Trochę przykro patrzeć jak marnują się takie talenty. Obaj mogą winić jednak tylko siebie, bo latem 2014 roku chętnych na ich zatrudnienie nie brakowało i tylko ich ambicje/oczekiwania finansowe/marzenia sprawiły, że ostatecznie zdecydowali się oni dołączyć do Realu Madryt i Malagi. Na pewno dużo bardziej niezrozumiała wydaje się decyzja Navasa, który chyba po znakomitym mundialu zbyt wysoko zawiesił sobie poprzeczkę i uwierzył, że jest w stanie pozbawić miejsca między słupkami Ikera Casillasa. Miał jednak powody, by w to wierzyć, bo Hiszpan na mistrzostwach świata rozczarował, a wcześniej w klubie też nie był bezbłędny. Ancelotti jednak widzi w nim podstawowego gracza swojego składu, powierzając mu nawet opaskę kapitana.

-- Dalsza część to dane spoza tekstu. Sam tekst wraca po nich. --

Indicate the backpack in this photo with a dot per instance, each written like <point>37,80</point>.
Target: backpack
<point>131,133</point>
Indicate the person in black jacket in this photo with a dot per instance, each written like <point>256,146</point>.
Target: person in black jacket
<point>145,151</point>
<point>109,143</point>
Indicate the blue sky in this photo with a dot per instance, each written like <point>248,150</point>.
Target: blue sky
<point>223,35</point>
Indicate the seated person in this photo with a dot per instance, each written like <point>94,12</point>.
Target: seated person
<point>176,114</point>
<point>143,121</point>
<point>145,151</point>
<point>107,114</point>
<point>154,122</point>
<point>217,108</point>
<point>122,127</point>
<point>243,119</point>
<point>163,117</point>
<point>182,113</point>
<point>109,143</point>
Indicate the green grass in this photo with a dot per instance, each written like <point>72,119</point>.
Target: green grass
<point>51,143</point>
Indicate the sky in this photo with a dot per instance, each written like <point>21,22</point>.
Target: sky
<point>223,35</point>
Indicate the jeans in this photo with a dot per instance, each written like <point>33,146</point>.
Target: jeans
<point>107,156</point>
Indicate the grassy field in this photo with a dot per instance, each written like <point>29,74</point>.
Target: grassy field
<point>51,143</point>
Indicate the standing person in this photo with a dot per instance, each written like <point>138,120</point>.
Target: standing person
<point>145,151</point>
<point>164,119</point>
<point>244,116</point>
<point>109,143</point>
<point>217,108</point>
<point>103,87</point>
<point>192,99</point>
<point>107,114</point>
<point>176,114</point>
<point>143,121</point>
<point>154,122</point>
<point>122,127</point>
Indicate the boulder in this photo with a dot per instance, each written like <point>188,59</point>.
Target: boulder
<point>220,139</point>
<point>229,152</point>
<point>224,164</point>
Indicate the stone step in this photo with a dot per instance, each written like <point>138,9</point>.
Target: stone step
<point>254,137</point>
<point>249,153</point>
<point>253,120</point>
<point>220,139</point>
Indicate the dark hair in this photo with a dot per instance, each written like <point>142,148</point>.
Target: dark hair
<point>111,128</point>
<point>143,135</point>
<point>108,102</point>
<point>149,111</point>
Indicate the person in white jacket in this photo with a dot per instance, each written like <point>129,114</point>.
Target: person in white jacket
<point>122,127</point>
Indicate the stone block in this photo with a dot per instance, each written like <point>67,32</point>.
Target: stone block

Ochoa na taką konkurencję się nie pisał, bo po odejściu Willy’ego Caballero do Manchesteru City czekała go tylko rywalizacja z Carlosem Kamenim, który wcześniej pełnił rolę zmiennika Argentyńczyka. Wydawać by się mogło, że ograny i utalentowany Meksykanin nie będzie miał problemu z pokonaniem Kameruńczyka. To jednak były gracz Espanyolu, zdecydowanie bardziej doświadczony w Primera Division, zyskał uznanie trenera Javiego Garcii.
Zimowe okno transferowe nie przyniosło zmian i obaj bramkarze zostali w swoich klubach, choć nie brakowało plotek dotyczących ich osób. Obu chciał ściągnąć do siebie rozczarowany postawą Mignoleta Liverpool, myślał o nich też Arsenal. Ostatecznie kwestia transferu odsunęła się o kilka miesięcy. Ochoa musi dalej ciężko pracować na treningach, licząc na przekonanie do siebie trenera, a Navas trzymać za słowo Ancelottiego, który obiecał mu więcej występów w drugiej części sezonu.
Przykład obu bramkarzy pokazuje tylko, jak wiele trudnych decyzji musi w swojej karierze podejmować zawodowy piłkarz. Jest też najlepszym dowodem na to, że nawet najlepszy sezon nie jest w stanie zagwarantować ci kolejnego roku na danym stanowisku lub awansu wyżej w futbolowej hierarchii. Podczas mundialu każdy kibic dałby sobie rękę uciąć, że Navas i Ochoa będą od sierpnia regularnie bronić w czołowych klubach Starego Kontynentu. Piłkarski świat znowu jednak zaskoczył i stało się zupełnie inaczej. Czy to pechowy zbieg okoliczności, czy może po prostu potwierdzenie, że obaj w rzeczywistości są przeciętnymi bramkarzami, którym wyszedł jeden turniej? Czas pokaże. Liczę, że o obu jeszcze usłyszymy.